The seventh euler problem requires us to compute the 10001st prime number. To make this problem a bit harder, I decided that the function which will generate prime numbers must be lazy, or at least appear so to the consumer.

My first try involved using the well-known Sieve of Eratosthenes in an unusually clumsy fashion: with a lazy wrapper around it to manage caching of values.

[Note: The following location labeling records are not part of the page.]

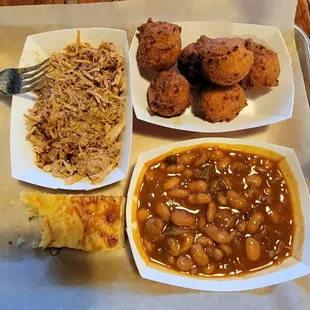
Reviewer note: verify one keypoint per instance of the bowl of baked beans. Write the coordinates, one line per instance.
(218, 214)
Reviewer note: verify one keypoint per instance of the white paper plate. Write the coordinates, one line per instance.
(264, 107)
(37, 48)
(290, 269)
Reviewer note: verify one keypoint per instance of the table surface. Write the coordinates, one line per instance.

It not only kept a list of primes (which takes storage space), but because I hadn’t yet thought much about how many prime numbers to generate, it conservatively generates up to way more primes than it really needs.

Ugly and inefficient code may be good enough for one-off hacks, but part of the reason I am working through Project Euler is to improve my own ability to program, so I will iterate my solution to this a few times until I get a blend of efficiency and cleanliness that I can be satisfied with.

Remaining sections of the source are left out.